I kept my eyes pinned to the green paint circling the drain. “Um, she had a date.”

He snapped up straight. “A
what
?”

I swallowed hard and turned to face him. “She had a date, Dad.”

His face went red, and he shot out a hand to clutch the door frame. He stared at the painted walls, at me, and abruptly turned away. “Unbelievable. Matt’s dead a couple of months, and she’s out with other guys?”

My blood started to boil. “Dad. She misses Matt—”

“Bullshit!” He exploded. “If she missed her dead kid, would she be—” Abruptly, he clamped his mouth shut and wiped a hand over his red face.

I thought it over for a minute and decided I felt bad for him. It took me a minute to decide, because it shocked me that I did. “Come here. I want to show you something.” I led him to Mom’s room—the bedroom that used to be theirs. I unmade the side of the bed she slept on. “Look.”

Dad crossed his arms. “What? It’s a pillow.”

“It’s Matt’s pillow, Dad.” Underneath the pillow, I showed him the folded square of blue cloth. “This is one of his LVFD shirts. She sleeps with these. Every night. And she cries.”

Dad shook his head, turned away, walked back to the bathroom, and stared at the paint drying on the walls. “She should talk to
me
. Goddamn it, she shouldn’t be dating other guys.”

My jaw clenched. This was so typical, blaming everybody else for the shit he caused. “You
left
. Remember?”

“Yeah.” His face fell apart. He shut his eyes, and when he opened them, I swore they were wet. “I remember.” He shoved past me, walked down the stairs, and slammed the door on his way out.

I stood in that bathroom, fists clenched and muscles trembling, trying to hold it all in, hold it back, but it was too much. Something deep inside me snapped, and I drove my fist through the sage-green wall.

Chapter 12

Amanda

At school Monday, I dodged slow walkers swinging backpacks and practically ran right into Reece on my way to my first period of the afternoon.

“Hey.”

“Oh, hey, Amanda.” He gave me one of those long, slow looks that was kind of like a slow-burning fuse.

“Meet us on the field right after school.”

He blinked. “What, today?”

“Yeah, Logan. Today. What’s wrong? You got a date?”

“No.” He shifted his weight from one foot to the other. A slow red flush crawled up his neck. My fingers itched to follow it. “I’ll see you later.”

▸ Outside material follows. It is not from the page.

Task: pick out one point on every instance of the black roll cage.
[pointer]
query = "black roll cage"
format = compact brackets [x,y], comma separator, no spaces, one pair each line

For a minute, I watched him walk away. If I were a regular kid, I’d move in on Reece Logan. He was cute—all the Logans were. But I’m not a regular kid. I’m a rental. I didn’t have the luxury of a second chance when I screwed up. How many chances did parents give their real kids? What a stupid question. It didn’t matter how many times
real
kids screwed up, because I wasn’t anyone’s real kid. Anyone who wasn’t in prison, I mean. I could be returned at any time, exchanged for a younger model, and I could never afford to forget that, no matter how much I liked a boy.

Did I like Reece? Maybe I just felt sorry for him. Maybe it was just too personal for me, seeing somebody’s family shredded. Reece had this look of desperation that went from quiet to full-out violent storm levels. It drove him. I knew that much from the day he walked into the LVFD. I understood that; I felt desperate too.

And that’s why I was helping him.

I didn’t know much about family, except for the old reruns of
The
Waltons
Mrs. Merodie used to like to watch. Families are supposed to support each other, band together. Family forgives. Family always comes home. But real life was
way
different. My father wasn’t home long enough to become one of my memories, my mother wouldn’t get out of prison for at least three more years, and foster families traded me like a two-year-old cell phone.
Real
life
meant in fourteen months, I could be homeless.

A statistic.

Technically, I had until twenty-one before I aged out of the foster care system, but the sad truth is when parents rent a kid, they want them young and cute. Eighteen-year-old wards of the state who get kicked out usually end up in group homes.

In other words,
hell
.

I wanted to turn a hose on Reece Logan for having the nerve to show his face in the house where his brother used to work. So why was I suddenly imagining what it would be like to break some rules with him? Why was he so tempting?